Some studies have indicated that general anesthesia may increase the risk of developing Alzheimer's disease. It also is known that a small but significant number of surgical patients experience a form of dementia in the postoperative period, but there is insufficient evidence of a direct connection between anesthesia and the risk of dementia. Previous articles -- including a recent report from the same research team -- have shown that isoflurane increases both A-beta generation and apoptosis in several types of cultured cells. The current study was designed to investigate the relationship between isoflurane-induced apoptosis and A-beta generation.

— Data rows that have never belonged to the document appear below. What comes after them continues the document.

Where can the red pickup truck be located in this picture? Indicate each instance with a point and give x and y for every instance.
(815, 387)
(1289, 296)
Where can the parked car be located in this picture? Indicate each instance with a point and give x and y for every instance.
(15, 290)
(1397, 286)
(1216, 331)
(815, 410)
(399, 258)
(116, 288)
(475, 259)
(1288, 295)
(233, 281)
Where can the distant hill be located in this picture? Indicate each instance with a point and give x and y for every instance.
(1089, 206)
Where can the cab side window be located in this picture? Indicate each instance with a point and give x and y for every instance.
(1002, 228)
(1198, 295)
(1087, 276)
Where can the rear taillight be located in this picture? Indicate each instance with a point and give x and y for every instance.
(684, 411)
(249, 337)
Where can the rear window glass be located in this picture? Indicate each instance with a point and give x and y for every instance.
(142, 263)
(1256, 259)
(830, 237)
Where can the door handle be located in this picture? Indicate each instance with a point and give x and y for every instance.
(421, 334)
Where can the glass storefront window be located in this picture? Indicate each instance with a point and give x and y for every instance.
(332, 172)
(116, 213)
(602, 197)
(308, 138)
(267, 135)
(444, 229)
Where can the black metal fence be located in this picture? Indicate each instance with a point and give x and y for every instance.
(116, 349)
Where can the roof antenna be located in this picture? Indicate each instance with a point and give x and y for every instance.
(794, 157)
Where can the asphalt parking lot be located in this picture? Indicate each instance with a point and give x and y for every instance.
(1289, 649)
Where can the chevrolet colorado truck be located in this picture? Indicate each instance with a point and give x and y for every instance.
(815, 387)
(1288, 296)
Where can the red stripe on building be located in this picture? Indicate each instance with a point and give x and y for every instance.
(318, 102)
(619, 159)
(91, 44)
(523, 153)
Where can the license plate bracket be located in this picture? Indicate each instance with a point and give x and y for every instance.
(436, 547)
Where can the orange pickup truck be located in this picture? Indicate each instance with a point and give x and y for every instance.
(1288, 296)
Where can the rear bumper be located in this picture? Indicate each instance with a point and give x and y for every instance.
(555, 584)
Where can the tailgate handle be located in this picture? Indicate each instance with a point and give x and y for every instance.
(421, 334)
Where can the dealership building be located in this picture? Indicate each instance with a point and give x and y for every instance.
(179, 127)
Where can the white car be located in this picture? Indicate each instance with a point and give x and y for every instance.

In a series of experiments, the researchers first found that applying isoflurane to cultured neural cells increased the activation of the enzyme caspase -- a key player in a pathway leading to apoptosis -- with no change in A-beta generation or APP processing. When they applied isoflurane to neural cells that express APP and had been treated with a caspase inhibitor, the expected changes in APP processing and A-beta generation were significantly reduced, indicating that caspase activation is essential to the pathway leading to A-beta generation and aggregation.

The researchers also found that isoflurane appears to raise levels of the A-beta-releasing enzymes BACE and gamma secretase and that generation of A-beta plaques further increases isoflurane-induced caspase activation. In addition, adding A-beta to neuronal cells that do not express APP also increased caspase activation in response to isoflurane. Overall, the study's results define molecular pathways by which isoflurane induces deposition of A-beta, both directly and via caspase activation, and by which A-beta deposits lead to further caspase activation and apoptosis.

"Even though our findings and those from other studies suggest that isoflurane may affect Alzheimer's pathogenesis, these experiments were performed in cultured cells only," says Rudolph Tanzi, PhD, director of the MGH-MIND Genetics and Aging Research Unit and senior author of the current paper. "We need to conduct in vivo studies before we can determine whether these results might be relevant to the development of delirium or Alzheimer's disease in human patients." Tanzi is a professor of Neurology at Harvard Medical School, where Xie is an assistant professor of Anesthesia. The researchers also plan to investigate whether other anesthetic agents may produce the same results seen with isoflurane, which is the only anesthetic tested in previous studies.

Co-authors of the Journal of Neuroscience report are Yuanlin Dong and Uta Maeda, of MGH-MIND and MGH Anesthesia; Robert D. Moir, PhD, of MGH-MIND; and Weiming Xia, Deborah Culley, MD, and Gregory Crosby, MD, of Brigham and Women's Hospital. The study was supported by grants from the National Institutes of Health and the American Geriatrics Society.

Massachusetts General Hospital, established in 1811, is the original and largest teaching hospital of Harvard Medical School. The MGH conducts the largest hospital-based research program in the United States, with an annual research budget of nearly $500 million and major research centers in AIDS, cardiovascular research, cancer, computational and integrative biology, cutaneous biology, human genetics, medical imaging, neurodegenerative disorders, regenerative medicine, transplantation biology and photomedicine. MGH and Brigham and Women's Hospital are founding members of Partners HealthCare System, a Boston-based integrated health care delivery system.